Opposite the washing machines stands the colourfully tiled bar, with a collage of wooden drawers in various types of wood mounted on the wall, all recycled from discarded furniture from grandma’s day. The contents of the drawers serve as a display for the food menu, the washing prices and washing possibilities, the haircut options and so on. Some of the drawers have been reborn as alternative planters.
Besides employing this kind of upcycling, Pinkeye conceived a palette of toned-down salmon pink, pistachio, cornflower and royal blue, as well as a graphic identity in the form of a two-fold logo: a clothes-peg crossed with a bottle-opener. They created lampshades from coat-hangers and colourful clotheslines playfully break up the space. Second-hand chairs were given a lick of green or blue paint. Fashion designers Black Balloon created dapper laundry bags so that you don’t have to trawl through the city with a transparent plastic bag full of personal wares.

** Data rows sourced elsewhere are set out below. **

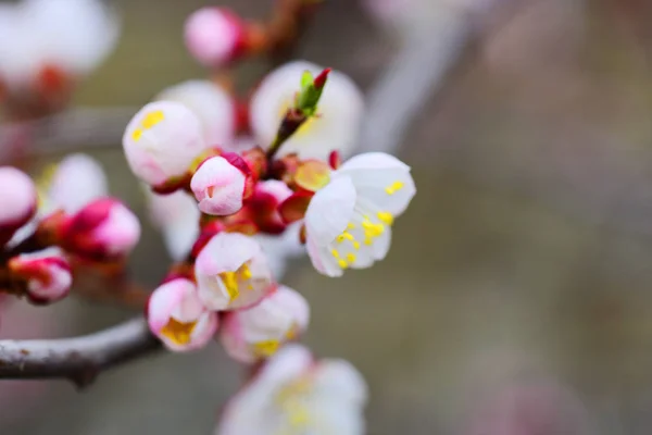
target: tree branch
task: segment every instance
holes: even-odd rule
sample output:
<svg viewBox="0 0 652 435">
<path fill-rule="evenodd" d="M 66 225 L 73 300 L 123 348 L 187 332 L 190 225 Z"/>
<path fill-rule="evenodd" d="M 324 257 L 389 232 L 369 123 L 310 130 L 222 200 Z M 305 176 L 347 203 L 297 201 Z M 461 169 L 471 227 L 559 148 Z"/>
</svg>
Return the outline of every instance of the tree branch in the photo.
<svg viewBox="0 0 652 435">
<path fill-rule="evenodd" d="M 160 348 L 143 318 L 82 337 L 0 340 L 0 380 L 66 378 L 84 388 L 101 372 Z"/>
</svg>

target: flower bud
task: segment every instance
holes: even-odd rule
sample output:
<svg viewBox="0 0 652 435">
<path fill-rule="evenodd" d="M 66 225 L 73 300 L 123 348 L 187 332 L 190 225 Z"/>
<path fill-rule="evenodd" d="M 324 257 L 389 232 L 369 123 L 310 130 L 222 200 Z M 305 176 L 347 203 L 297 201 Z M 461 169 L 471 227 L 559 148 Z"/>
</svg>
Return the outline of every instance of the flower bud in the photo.
<svg viewBox="0 0 652 435">
<path fill-rule="evenodd" d="M 310 308 L 303 296 L 280 286 L 261 303 L 227 313 L 220 339 L 231 358 L 253 363 L 294 339 L 308 326 L 309 318 Z"/>
<path fill-rule="evenodd" d="M 183 260 L 199 236 L 197 202 L 183 190 L 156 195 L 147 189 L 146 197 L 151 221 L 163 233 L 167 252 L 173 260 Z"/>
<path fill-rule="evenodd" d="M 156 101 L 131 119 L 123 147 L 134 174 L 161 187 L 186 175 L 208 145 L 190 110 L 177 102 Z"/>
<path fill-rule="evenodd" d="M 224 148 L 234 141 L 236 103 L 211 80 L 188 80 L 163 90 L 156 100 L 175 101 L 190 109 L 201 123 L 204 140 Z"/>
<path fill-rule="evenodd" d="M 306 71 L 317 75 L 316 78 L 310 83 L 303 80 L 308 77 Z M 296 152 L 301 159 L 326 160 L 333 150 L 343 156 L 352 153 L 364 112 L 363 95 L 344 74 L 326 71 L 309 62 L 296 61 L 279 66 L 263 78 L 251 97 L 249 111 L 251 130 L 259 145 L 264 147 L 274 142 L 279 125 L 287 121 L 288 109 L 296 107 L 299 92 L 299 97 L 303 96 L 300 108 L 310 117 L 284 141 L 279 156 Z"/>
<path fill-rule="evenodd" d="M 233 61 L 244 48 L 246 32 L 240 18 L 224 8 L 206 7 L 186 21 L 186 46 L 199 62 L 220 66 Z"/>
<path fill-rule="evenodd" d="M 174 351 L 204 347 L 217 331 L 217 313 L 208 311 L 195 284 L 172 279 L 152 293 L 148 303 L 150 331 Z"/>
<path fill-rule="evenodd" d="M 261 246 L 252 237 L 220 233 L 195 262 L 199 296 L 212 310 L 251 307 L 274 290 Z"/>
<path fill-rule="evenodd" d="M 24 172 L 11 166 L 0 167 L 0 243 L 26 224 L 36 212 L 36 187 Z"/>
<path fill-rule="evenodd" d="M 242 208 L 251 171 L 241 158 L 233 157 L 236 159 L 230 161 L 224 157 L 208 159 L 192 176 L 190 188 L 202 212 L 225 216 Z"/>
<path fill-rule="evenodd" d="M 64 298 L 73 283 L 71 266 L 59 248 L 22 253 L 9 260 L 8 266 L 13 279 L 25 282 L 27 298 L 34 303 Z"/>
<path fill-rule="evenodd" d="M 281 234 L 286 228 L 278 207 L 289 197 L 292 190 L 278 179 L 258 183 L 248 207 L 251 208 L 255 224 L 261 232 Z"/>
<path fill-rule="evenodd" d="M 78 153 L 66 157 L 57 166 L 48 189 L 48 200 L 52 208 L 75 213 L 108 192 L 102 166 L 90 156 Z"/>
<path fill-rule="evenodd" d="M 96 260 L 126 256 L 139 238 L 138 219 L 113 198 L 89 203 L 65 220 L 60 232 L 62 247 Z"/>
</svg>

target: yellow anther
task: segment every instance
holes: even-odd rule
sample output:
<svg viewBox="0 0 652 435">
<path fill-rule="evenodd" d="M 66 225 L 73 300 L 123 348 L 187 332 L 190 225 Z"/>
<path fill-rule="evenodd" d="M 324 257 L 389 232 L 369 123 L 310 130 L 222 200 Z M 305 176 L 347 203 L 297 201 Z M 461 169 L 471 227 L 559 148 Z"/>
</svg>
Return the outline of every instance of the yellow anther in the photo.
<svg viewBox="0 0 652 435">
<path fill-rule="evenodd" d="M 362 221 L 362 227 L 364 229 L 364 236 L 366 238 L 374 238 L 385 233 L 385 225 L 375 224 L 368 220 Z M 365 240 L 366 241 L 366 240 Z"/>
<path fill-rule="evenodd" d="M 140 128 L 136 128 L 134 133 L 131 133 L 131 139 L 134 139 L 134 141 L 138 141 L 140 140 L 140 137 L 142 137 L 142 130 Z"/>
<path fill-rule="evenodd" d="M 229 300 L 234 301 L 240 296 L 240 285 L 244 284 L 242 282 L 251 279 L 251 271 L 249 270 L 249 265 L 244 263 L 235 272 L 221 273 L 220 278 L 224 287 L 226 287 Z M 247 288 L 250 290 L 253 289 L 251 283 L 247 283 Z"/>
<path fill-rule="evenodd" d="M 385 191 L 387 192 L 387 195 L 393 195 L 397 191 L 401 190 L 402 188 L 403 188 L 403 183 L 393 182 L 392 184 L 390 184 L 389 186 L 387 186 L 385 188 Z"/>
<path fill-rule="evenodd" d="M 154 112 L 148 113 L 143 119 L 140 125 L 145 129 L 150 129 L 154 125 L 159 124 L 161 121 L 165 119 L 162 110 L 156 110 Z"/>
<path fill-rule="evenodd" d="M 383 223 L 385 223 L 387 225 L 393 224 L 393 216 L 389 212 L 379 211 L 377 216 Z"/>
<path fill-rule="evenodd" d="M 278 340 L 264 340 L 253 344 L 253 352 L 259 358 L 272 357 L 278 350 L 280 343 Z"/>
<path fill-rule="evenodd" d="M 190 343 L 190 336 L 196 325 L 197 322 L 184 323 L 170 318 L 161 330 L 161 335 L 167 337 L 175 345 L 187 345 Z"/>
<path fill-rule="evenodd" d="M 338 244 L 341 244 L 344 240 L 355 240 L 355 237 L 351 235 L 351 233 L 343 232 L 339 236 L 335 238 Z"/>
</svg>

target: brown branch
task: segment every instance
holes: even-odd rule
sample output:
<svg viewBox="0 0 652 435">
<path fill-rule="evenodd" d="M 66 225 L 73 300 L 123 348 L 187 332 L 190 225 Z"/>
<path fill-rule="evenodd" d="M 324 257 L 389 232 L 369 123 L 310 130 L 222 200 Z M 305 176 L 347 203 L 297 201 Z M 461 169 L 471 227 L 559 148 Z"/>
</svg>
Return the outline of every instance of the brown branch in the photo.
<svg viewBox="0 0 652 435">
<path fill-rule="evenodd" d="M 84 388 L 101 372 L 160 348 L 143 318 L 74 338 L 0 340 L 0 380 L 66 378 Z"/>
</svg>

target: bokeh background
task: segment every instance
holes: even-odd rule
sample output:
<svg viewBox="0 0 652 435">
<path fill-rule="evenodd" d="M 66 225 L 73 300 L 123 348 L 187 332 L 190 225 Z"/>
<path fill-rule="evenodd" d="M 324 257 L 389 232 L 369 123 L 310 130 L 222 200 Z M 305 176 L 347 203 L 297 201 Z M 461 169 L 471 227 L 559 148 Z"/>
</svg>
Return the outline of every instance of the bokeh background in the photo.
<svg viewBox="0 0 652 435">
<path fill-rule="evenodd" d="M 438 8 L 451 2 L 422 0 L 427 14 L 397 24 L 374 17 L 368 2 L 328 0 L 297 58 L 374 92 L 410 49 L 405 29 L 441 25 Z M 76 103 L 137 107 L 205 76 L 181 29 L 210 2 L 115 3 L 123 37 Z M 272 7 L 220 4 L 252 17 Z M 652 433 L 651 20 L 644 0 L 496 0 L 465 15 L 449 73 L 422 91 L 393 151 L 413 166 L 418 194 L 389 257 L 338 279 L 308 261 L 292 266 L 285 281 L 313 311 L 305 341 L 352 361 L 369 384 L 368 434 Z M 247 64 L 238 80 L 262 71 Z M 87 145 L 113 192 L 147 222 L 118 141 Z M 48 152 L 37 166 L 58 158 Z M 155 285 L 167 264 L 148 228 L 133 273 Z M 66 336 L 129 315 L 84 300 L 14 303 L 0 335 Z M 241 377 L 213 346 L 121 366 L 83 393 L 64 382 L 3 382 L 0 433 L 208 434 Z"/>
</svg>

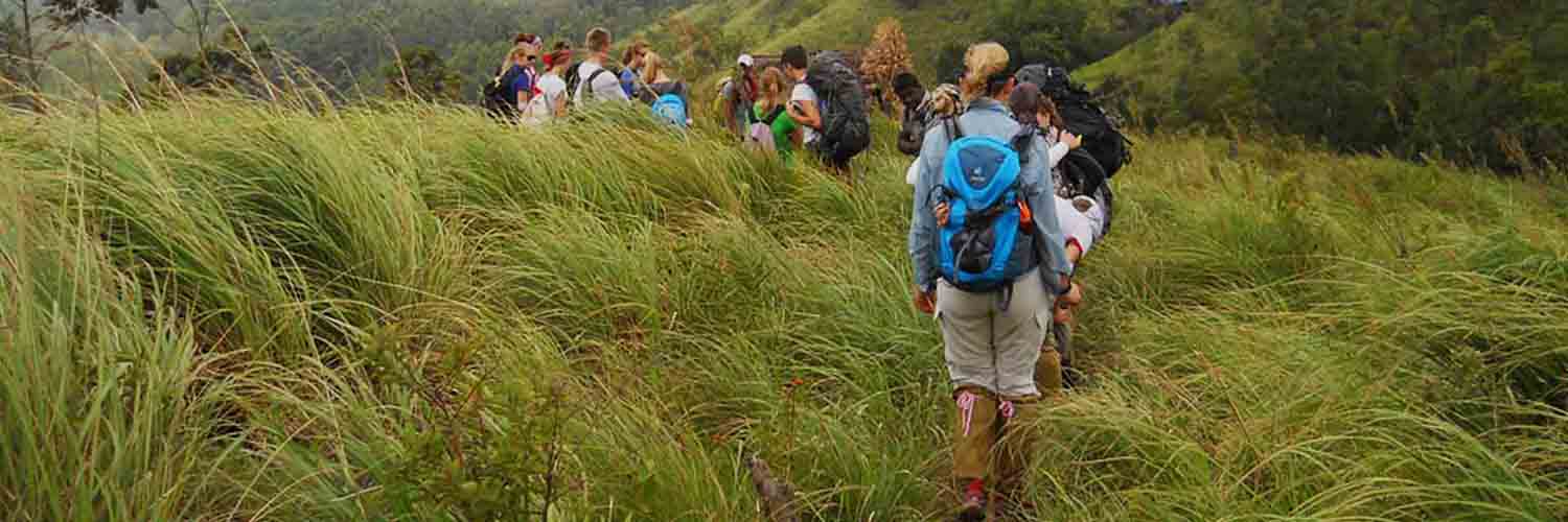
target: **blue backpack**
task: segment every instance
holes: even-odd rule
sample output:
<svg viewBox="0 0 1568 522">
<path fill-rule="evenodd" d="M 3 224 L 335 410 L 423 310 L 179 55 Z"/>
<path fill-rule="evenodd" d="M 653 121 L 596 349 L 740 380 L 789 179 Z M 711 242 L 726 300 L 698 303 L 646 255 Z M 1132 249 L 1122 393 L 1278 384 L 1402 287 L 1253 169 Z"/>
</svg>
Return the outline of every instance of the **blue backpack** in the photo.
<svg viewBox="0 0 1568 522">
<path fill-rule="evenodd" d="M 1033 223 L 1022 216 L 1021 155 L 1013 144 L 991 136 L 956 135 L 942 160 L 942 199 L 950 207 L 939 235 L 942 279 L 964 292 L 1002 290 L 1024 274 L 1010 271 L 1018 248 L 1032 248 Z"/>
<path fill-rule="evenodd" d="M 662 94 L 654 100 L 654 118 L 666 124 L 685 129 L 685 100 L 679 94 Z"/>
</svg>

“For us it was important to create a solid identity,” says Belmans. “The concept will probably be rolled out in other cities in Belgium, which makes a distinctive image important. Then a couple of pieces of vintage furniture doesn’t cut it.” The designers have even thought about the potential laundry errors of the inexperienced washer: as a warning there are examples of what happens if you throw a red sock in with a white T-shirt or give your woollen sweater a hot wash.
Wasbar taps into the social trend of people wanting to commune again, to meet face-to-face instead of whiling away an hour with ‘wassups?’ on an iPhone. You can even practice your riffs on the Wasbar piano. And if you really want to, then you can stay in touch with the virtual world via wifi.